By default, _missing_ does nothing, resulting in a ValueError when an invalid value is used to create an enum member.
By overriding _missing_, you can implement custom logic to handle cases where the provided value doesn't directly match an existing member.
Now you can say Month(3) and it will produce Month.MARCH.
# year.py
from dataclasses import dataclass
@dataclass(frozen=True)
class Year:
value: int
def __post_init__(self) -> None:
if self.value <= 0:
raise ValueError(f"Invalid year: {self.value}")
# day.py
from typing import Self
from dataclasses import dataclass
from month import Month
@dataclass(frozen=True)
class Day:
value: int
def __post_init__(self) -> None:
if self.value <= 0:
raise ValueError(f"Invalid day: {self.value}")
@classmethod
def of(cls, month: Month, day: int) -> Self:
# Ensure day is within Month's range:
month.valid_day(day)
return cls(day)
# type_safe_date.py
from dataclasses import dataclass
from year import Year
from month import Month
from day import Day
@dataclass(frozen=True)
class Date:
year: Year
month: Month
day: Day
def __post_init__(self) -> None:
# Validate day against month:
object.__setattr__(
self, "day", Day.of(self.month, self.day.value)
)
def __str__(self) -> str:
return f"{self.year.value}-{self.month.value.number:02}-{self.day.value:02}"

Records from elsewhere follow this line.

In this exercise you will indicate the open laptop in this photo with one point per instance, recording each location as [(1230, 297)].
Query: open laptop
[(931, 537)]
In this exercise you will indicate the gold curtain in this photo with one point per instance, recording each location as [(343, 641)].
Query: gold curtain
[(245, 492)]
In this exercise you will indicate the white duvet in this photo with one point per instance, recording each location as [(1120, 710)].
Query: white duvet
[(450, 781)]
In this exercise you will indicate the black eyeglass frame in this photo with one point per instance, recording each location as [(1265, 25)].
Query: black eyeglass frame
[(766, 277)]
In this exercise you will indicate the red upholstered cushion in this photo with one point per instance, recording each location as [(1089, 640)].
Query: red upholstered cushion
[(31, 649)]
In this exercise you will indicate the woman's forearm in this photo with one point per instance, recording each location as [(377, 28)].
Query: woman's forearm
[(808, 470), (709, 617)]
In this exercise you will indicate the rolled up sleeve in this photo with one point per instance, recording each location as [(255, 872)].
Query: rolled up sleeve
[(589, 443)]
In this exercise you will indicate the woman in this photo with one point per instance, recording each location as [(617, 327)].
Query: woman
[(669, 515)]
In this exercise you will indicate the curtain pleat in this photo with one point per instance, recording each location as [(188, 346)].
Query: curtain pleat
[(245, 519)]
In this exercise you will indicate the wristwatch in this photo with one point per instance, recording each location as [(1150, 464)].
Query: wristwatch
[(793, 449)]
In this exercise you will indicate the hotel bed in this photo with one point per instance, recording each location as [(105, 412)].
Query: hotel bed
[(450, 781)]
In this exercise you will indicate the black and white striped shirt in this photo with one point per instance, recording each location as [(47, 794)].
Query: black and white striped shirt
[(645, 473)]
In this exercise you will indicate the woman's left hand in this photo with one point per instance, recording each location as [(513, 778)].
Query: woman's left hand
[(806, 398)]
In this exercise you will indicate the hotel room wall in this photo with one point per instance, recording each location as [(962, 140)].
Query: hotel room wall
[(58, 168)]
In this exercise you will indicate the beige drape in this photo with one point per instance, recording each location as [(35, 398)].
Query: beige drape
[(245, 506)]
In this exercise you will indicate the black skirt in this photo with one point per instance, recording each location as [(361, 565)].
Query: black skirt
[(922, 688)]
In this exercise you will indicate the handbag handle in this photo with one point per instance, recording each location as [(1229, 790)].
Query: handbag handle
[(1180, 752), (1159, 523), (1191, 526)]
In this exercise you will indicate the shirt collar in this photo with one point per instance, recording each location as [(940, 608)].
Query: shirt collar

Years, months, and days are combined into a single type-safe structure, Date.
Every Date object is validated at creation time.
You can only create legal dates--illegal states are unrepresentable.
# type_safe_date_demo.py
from book_utils import Catch
from type_safe_date import Month, Day, Year, Date
print(Date(Year(2025), Month.FEBRUARY, Day(28)))
## 2025-02-28
# Look up by month number
print(Date(Year(2025), Month(4), Day(30)))
## 2025-04-30
with Catch():
Day.of(Month.FEBRUARY, 30)
## Error: Invalid day 30 for FEBRUARY
with Catch():
Year(0)
## Error: Invalid year: 0
All invariants live in one place: the data model. Construction enforces correctness. The type checker ensures we cannot accidentally confuse months, days, or years. Errors are caught at the boundary when invalid data is provided.
As an exercise, incorporate leap-year checking.
Recommended practices#
Don't Import Enum Members into your Namespace#
By design, Enums serve as namespaces, preserving both type safety and namespace clarity.
It's possible to remove the qualification:
# direct_value_names.py
from enum import Enum
class Status(Enum):
OK = 1
ERROR = 2
OK = Status.OK
ERROR = Status.ERROR
# Programmatically:
globals().update(Status.__members__)
s: Status = OK
s = ERROR
This works. But it pollutes your global namespace. You lose the explicit association between member and Enum. It becomes unclear what Enum OK belongs to. Type checkers can no longer infer the Enum type automatically. Readability suffers.
Enums Improve Reliability#
Enums provide:
- Centralized definition
- Type safety
- Namespacing (Status.OK instead of OK)
- Iterable membership
- Prevention of invalid values
Enums aren't simply "constants with names"--they are types that make your program's intent explicit.